Holylynne:  Yeah, so it's not just that...you have to embrace that.

Chris:  You have to embrace it.

Holylynne:  You have to embrace that when you describe something as a typical value is this, you have to embrace that; that doesn't always mean that that will always happen, but that you need to expect that variability around that number.

Chris:  That's correct.

Holylynne:  Yeah, yeah, that's nice, so I think that's a great lead in to my next question.  So, as math teachers, statistics is often taught, at least at the K-12 level within by math teachers, and so I think it's really important to consider how mathematics and statistics are different.  And you were starting to hint at that.  What else could we add to that, how are mathematics and statistics different?

Webster:  Start with that one?  I think, you know, it stops being math and starts becoming statistics when data comes into the equation, and that data is the differentiator between the two.  And I would say statistics does not equal probability, and so, probability in my mind falls on the math, it's out of the equation, so that's taught on the fourth floor of SAS, not on the 5th but the statisticians are.  You know, statisticians use probability as a tool to answer questions, but we want to be very careful to not equate statistics and probability.  Those are very different ideas, and when it's taught by math folks, I think, sometimes there's too much of an emphasis on probability and the data portion, the statistics portion, gets minimized and so that's the way I would see it, the data is the differentiating factor.

Chris:  In the GAISE document we tried to make the point that as far as the role of probability is concerned, we want teachers to understand that it's our way of quantifying randomly and helping...we use probability to help us understand the role of randomness in terms of how we use our statistical [inaudible 14:33].

Hollylynne:  Right, right.

Susan:  And I often, with...particularly with elementary and middle school teachers, talk about the fact that you teach science, you teach social studies, and the reality is the statistics can...it does get used here all the time, and whatever you do with math it's simply a tool in those disciplines too, and I think math is a tool of statistics when you're talking about statistics, and it's not, and statistics is not mathematics.

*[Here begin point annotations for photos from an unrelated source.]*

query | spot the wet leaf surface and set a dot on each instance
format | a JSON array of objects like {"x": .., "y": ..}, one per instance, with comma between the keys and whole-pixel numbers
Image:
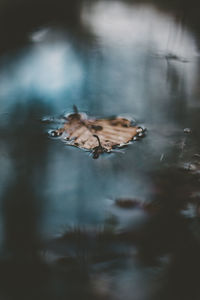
[{"x": 97, "y": 135}]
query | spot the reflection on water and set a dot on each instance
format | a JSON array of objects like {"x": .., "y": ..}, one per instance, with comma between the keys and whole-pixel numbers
[{"x": 56, "y": 200}]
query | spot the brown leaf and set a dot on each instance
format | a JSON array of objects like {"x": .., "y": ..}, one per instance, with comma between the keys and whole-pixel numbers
[{"x": 97, "y": 135}]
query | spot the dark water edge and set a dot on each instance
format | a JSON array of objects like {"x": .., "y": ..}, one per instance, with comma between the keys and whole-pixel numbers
[{"x": 125, "y": 225}]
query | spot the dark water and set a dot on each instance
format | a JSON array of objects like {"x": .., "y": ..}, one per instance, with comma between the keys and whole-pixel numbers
[{"x": 62, "y": 234}]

Chris:  I think we think of one differentiation we try to give is that with mathematics it's more a determining a listing.  I think one of the hardest things for students when they're first really learning those statistical reasoning skills is understanding that there's not necessarily just one right answer, and that there's a lot of different approaches that you might use to analyzing the data.

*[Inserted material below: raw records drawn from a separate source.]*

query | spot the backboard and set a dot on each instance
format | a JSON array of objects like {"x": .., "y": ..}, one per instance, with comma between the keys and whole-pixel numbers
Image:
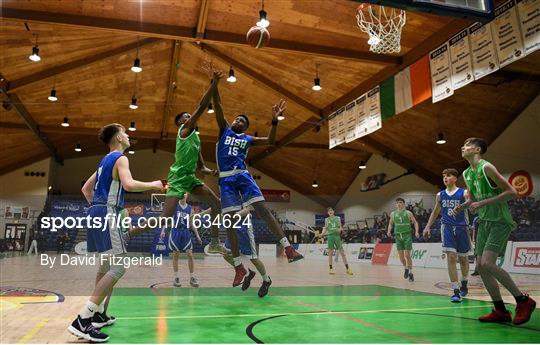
[{"x": 477, "y": 10}]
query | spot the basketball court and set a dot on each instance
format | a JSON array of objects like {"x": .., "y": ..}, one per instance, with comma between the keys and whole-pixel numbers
[{"x": 379, "y": 99}]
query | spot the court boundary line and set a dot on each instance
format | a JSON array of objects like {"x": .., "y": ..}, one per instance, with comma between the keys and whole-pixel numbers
[{"x": 32, "y": 332}]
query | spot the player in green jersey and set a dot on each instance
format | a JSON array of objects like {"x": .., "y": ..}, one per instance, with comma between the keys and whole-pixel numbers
[
  {"x": 401, "y": 220},
  {"x": 489, "y": 194},
  {"x": 332, "y": 227},
  {"x": 188, "y": 159}
]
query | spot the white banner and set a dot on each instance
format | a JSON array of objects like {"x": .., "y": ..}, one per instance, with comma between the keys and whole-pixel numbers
[
  {"x": 484, "y": 56},
  {"x": 313, "y": 251},
  {"x": 361, "y": 116},
  {"x": 419, "y": 254},
  {"x": 507, "y": 34},
  {"x": 350, "y": 122},
  {"x": 374, "y": 121},
  {"x": 341, "y": 128},
  {"x": 460, "y": 57},
  {"x": 332, "y": 130},
  {"x": 441, "y": 76},
  {"x": 529, "y": 18},
  {"x": 524, "y": 258}
]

Hollylynne:  Right, different graphs might give you different insights into the data.

Chris:  Exactly, exactly, and that leads to the point that with statistics context is critical.

Hollylynne:  Absolutely.

Chris:  Whereas, I like to tell my students that my mathematical friends over in the math department will tell me, you know, context gets in the way of the beauty of the mathematics.  It's not that they're opposed to context, but it just gets in the way of seeing the beauty of the mathematics and they're exactly correct.

Susan:  They are.

Chris:  But as a statistician we thrive on context.  

Hollylynne:  Right.

Chris:  A set of numbers, data means nothing...

Hollylynne:  It's not interesting...it's not interesting.

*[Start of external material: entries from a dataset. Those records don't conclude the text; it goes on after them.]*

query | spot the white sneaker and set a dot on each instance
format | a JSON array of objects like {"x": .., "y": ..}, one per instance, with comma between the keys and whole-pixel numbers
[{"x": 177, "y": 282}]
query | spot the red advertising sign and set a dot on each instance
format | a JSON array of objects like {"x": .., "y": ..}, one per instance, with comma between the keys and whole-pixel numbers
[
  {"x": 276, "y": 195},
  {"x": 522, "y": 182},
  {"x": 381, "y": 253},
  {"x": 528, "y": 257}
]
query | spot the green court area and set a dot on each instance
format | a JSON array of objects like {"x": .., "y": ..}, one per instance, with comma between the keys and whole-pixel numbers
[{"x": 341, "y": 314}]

Chris:  Is meaningless if it doesn't have context, and of course, with statisticians we're concerned with quantifying variability.  I like to tell my students that mathematicians are really just statisticians where the standard deviation is zero.  It takes them a while to appreciate that, but they eventually understand what I'm saying.  So it's a different way of thinking, and I think that that's what's very challenging for our students initially, as well as, our teachers that are really trying to get a grasp of how to teach the curriculum, that we're not...

Hollylynne:  Right, it's a different way of thinking.

Chris:  It's a very different way of thinking.

Hollylynne:  Yeah, absolutely, good, thank you.